Nitish Kumar may run for the Lok Sabha elections from Uttar Pradesh

By Neerja Chowdhury

Nitish Kumar has bowled a googly with the Bihar caste survey, bringing him back to the centrestage of Opposition politics. The JD(U) supremo was the natural choice for convenor of the INDIA alliance and, in fact, at its Mumbai session, an aide of Congress president Mallikarjun Kharge revealed privately that the Congress would have no objection to this. But, clearly, the idea ran into rough weather, and there is no INDIA convenor still.

There is a growing sentiment within the JD(U) now that Nitish run for the Lok Sabha elections from Uttar Pradesh. A seat like the Kurmi-dominated Phulpur — a prominent constituency once represented by Jawarharlal Nehru — would consolidate his standing within the OBC community as well as its sister groups. They include the Kurmis in both Bihar and Chhattisgarh, the Patels in UP (an Apna Dal vote bank), the Kunbi Marathas in Maharashtra (who are angry with the BJP) and the Gujjars, spread across states.

His party colleagues claim Nitish standing from UP could influence around 50 seats, across the state, Bihar, Maharashtra and Chhattisgarh.

Nitish’s caste survey gambit, which has revealed that OBCs constitute 63% of the state’s population, with a whopping 36% being EBCs, is also expected to win him EBC support. When he was still an ally of the BJP, the JD(U) chief had fashioned a social alliance comprising the upper castes, Kurmis, EBCs, Mahadalits and Pasmanda Muslims, which had yielded a rich electoral harvest for him and the BJP.

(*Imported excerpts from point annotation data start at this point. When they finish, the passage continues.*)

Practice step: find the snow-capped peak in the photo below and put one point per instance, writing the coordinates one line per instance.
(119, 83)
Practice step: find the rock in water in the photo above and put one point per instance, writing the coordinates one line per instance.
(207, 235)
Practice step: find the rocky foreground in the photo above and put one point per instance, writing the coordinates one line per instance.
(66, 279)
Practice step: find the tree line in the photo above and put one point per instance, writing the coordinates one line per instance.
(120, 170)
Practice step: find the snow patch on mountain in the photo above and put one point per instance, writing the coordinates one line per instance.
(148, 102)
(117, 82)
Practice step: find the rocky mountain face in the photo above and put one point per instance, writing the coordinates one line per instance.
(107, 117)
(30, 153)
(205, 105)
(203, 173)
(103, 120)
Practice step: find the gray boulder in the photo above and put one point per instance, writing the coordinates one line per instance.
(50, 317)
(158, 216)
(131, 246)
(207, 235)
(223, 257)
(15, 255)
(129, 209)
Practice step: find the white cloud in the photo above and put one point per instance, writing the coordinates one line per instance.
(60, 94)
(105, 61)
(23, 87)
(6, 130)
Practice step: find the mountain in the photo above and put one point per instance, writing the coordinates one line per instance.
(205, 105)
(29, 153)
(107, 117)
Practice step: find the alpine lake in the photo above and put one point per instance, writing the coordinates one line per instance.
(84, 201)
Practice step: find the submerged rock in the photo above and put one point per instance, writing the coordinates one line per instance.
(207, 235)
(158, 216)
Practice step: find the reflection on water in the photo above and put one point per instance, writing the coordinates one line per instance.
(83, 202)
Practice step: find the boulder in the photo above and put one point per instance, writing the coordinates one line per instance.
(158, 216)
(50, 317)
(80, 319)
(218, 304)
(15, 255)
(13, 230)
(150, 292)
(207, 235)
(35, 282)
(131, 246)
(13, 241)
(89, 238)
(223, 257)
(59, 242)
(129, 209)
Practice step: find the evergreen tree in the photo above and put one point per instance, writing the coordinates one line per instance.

Privately, BJP leaders in Bihar admit that if the OBCs – and the EBCs, in particular – start to assert themselves, as per their numbers as shown in the caste report, they may have trouble winning many seats.

The survey has also provided the INDIA alliance a narrative to counter Prime Minister Narendra Modi’s religio-nationalistic mobilisation. RSS chief Mohan Bhagwat’s remarks suggesting that reservations be ended had in 2015 catapulted the alliance of Nitish and the Lalu Prasad-led to power in 2015. Today, a wiser Bhagwat talks about continuing reservations for 200 years if necessary.

How the caste survey plays out now and whether there is an impact beyond Bihar will depend on how the BJP moves now, and no one underestimates the party’s ability to act in a calibrated fashion. For the moment, Modi has taken on the caste census demand by the Opposition, countering that for the BJP, the “poor” are the biggest caste above all, who need to be helped. He has also turned Rahul Gandhi’s “Jitni aabadi, utna haq” argument on its head to say that this would end up hurting the minorities.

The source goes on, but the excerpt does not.